Reforming the EITC & CTC to promote work and upward mobility:
“There is a concern on my side of the aisle, among my sort of ideological brethren, that if you do not have work as a component of the benefit, you have a serious problem and you’re going to create people who are stuck in a cycle of dependency where they’re not going to have upward mobility.
“On my side of the aisle, talking with people who spend time in the poverty space, having work tied to benefits is extremely important. So, in the Child Tax Credit debate, there was a lot being proposed that severed the connection to work and that is where you’re going to have a problem with my side of the aisle.
“When you’re dealing with a Republican or conservative or whatever you want to call the person, you do not want to disincentivize work. You want to encourage work, because work works. Work creates upward mobility. Work gets people out of poverty. The last thing a person on my side of the aisle would want to sign up for- and I think this speaks to the Senator Joe Manchin point — was if you [reform the program] in such a way that severs the connection to work, you’re going backwards.”
Empowering states to experiment and scale evidence-based strategies:
“I think federalism is going to make a big difference. You’ve got to give states the ability to go out and experiment and come up with some new solutions and then contrast and compare them to one another. This is what we did with welfare in the 1990’s. I do think if you give states big enough waivers with a lot of their money to experiment with these ideas, you’re going to find some successes that can be scaled and replicated later on.
“That’s basically what my foundation worked on. We built a clearinghouse of scalable, replicable poverty solutions that can be expanded out. I’m actually excited. I think we’re on the cusp of a new form of poverty, fighting with evidence-based policymaking and proven scalable solutions that have just great track records of success. It kind of gets the partisanship and the ideology out of it.”
How to address inflation and prevent a debt crisis:
“I’m really worried about this. I’m worried we can lose our dollar’s status as the world’s reserve currency, which means we will not be able to afford the social contract that we have right now, let alone do more.
“Here’s where people may not like the answer: You’ve got to work on the big entitlements. If you want to free up fiscal space for other things that government is supposed to do like safety and security, you have to work on the health care entitlements, specifically Social Security, Medicare, Medicaid and the Affordable Care Act. You’ve got to get these things under control because they themselves will just chew up the rest of the budget and you literally cannot mathematically tax your way out of that. If you try, you’re going to kill the economy, you’ll slow down the economy, slow down wage growth, slow down productivity and jobs.

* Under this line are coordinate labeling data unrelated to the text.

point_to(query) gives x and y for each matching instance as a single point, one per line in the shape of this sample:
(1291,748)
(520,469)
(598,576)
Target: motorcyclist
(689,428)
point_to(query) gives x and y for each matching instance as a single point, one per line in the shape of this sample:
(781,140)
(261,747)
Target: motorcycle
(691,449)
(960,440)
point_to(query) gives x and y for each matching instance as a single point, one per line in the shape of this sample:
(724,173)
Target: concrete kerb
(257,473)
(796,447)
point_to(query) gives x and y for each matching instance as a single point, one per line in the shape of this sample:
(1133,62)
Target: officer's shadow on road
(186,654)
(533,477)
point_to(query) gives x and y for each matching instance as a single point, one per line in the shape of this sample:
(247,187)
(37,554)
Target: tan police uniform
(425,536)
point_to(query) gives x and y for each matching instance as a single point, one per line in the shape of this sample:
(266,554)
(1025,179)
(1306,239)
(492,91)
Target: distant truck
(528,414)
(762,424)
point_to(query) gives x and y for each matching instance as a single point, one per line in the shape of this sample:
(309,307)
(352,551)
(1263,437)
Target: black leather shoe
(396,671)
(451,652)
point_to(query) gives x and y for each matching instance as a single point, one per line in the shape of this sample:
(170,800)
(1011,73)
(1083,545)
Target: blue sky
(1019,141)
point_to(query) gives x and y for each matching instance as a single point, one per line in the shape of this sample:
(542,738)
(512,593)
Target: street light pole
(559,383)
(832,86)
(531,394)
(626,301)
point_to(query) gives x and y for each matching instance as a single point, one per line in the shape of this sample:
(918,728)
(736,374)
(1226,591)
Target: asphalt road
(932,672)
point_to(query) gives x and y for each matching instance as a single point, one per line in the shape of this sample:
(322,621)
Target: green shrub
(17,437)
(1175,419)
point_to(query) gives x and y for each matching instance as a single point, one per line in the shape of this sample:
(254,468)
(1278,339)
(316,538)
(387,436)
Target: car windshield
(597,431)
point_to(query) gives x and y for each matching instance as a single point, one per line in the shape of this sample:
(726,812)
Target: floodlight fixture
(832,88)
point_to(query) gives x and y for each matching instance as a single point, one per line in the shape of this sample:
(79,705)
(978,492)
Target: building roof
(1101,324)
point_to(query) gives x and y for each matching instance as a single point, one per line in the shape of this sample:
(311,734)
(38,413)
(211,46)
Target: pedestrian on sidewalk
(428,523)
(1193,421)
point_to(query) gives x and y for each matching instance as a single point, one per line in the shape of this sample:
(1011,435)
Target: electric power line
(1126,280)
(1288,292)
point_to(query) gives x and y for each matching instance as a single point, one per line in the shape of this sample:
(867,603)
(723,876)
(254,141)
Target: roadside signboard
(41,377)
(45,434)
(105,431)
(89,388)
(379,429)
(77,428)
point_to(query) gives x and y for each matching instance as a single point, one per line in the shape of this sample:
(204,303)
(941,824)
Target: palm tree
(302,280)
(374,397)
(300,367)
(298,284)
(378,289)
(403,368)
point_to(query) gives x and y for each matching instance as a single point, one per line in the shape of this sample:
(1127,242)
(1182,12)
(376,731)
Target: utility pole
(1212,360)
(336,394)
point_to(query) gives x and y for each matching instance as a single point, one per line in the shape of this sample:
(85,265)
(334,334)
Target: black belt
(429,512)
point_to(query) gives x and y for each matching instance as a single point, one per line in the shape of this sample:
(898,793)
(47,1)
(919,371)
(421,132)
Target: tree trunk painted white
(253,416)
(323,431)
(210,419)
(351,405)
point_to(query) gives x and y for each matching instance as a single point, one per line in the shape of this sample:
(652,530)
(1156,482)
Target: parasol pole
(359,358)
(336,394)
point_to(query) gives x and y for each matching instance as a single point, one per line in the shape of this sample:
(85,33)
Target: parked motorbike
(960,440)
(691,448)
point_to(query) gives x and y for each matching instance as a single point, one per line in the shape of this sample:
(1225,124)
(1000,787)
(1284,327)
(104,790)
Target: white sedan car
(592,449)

“You’ve got to have economic growth. If you want an escalator of upward mobility, we need to obviously have a better design for safety net programs to allow people to get on the escalator of upward mobility. But you have to deal with these big earned entitlements and get them under control….
“We know how to do it. We just never had the politics to do it but if you care about discretionary spending, or even the safety net and mandatory spending, you’ve got to get these big things under control this decade if we’re going to have a chance of getting out of a debt crisis and so, looking for new revenue, frankly, doesn’t make a whole lot of sense. It’s our spending that is really going off the charts.”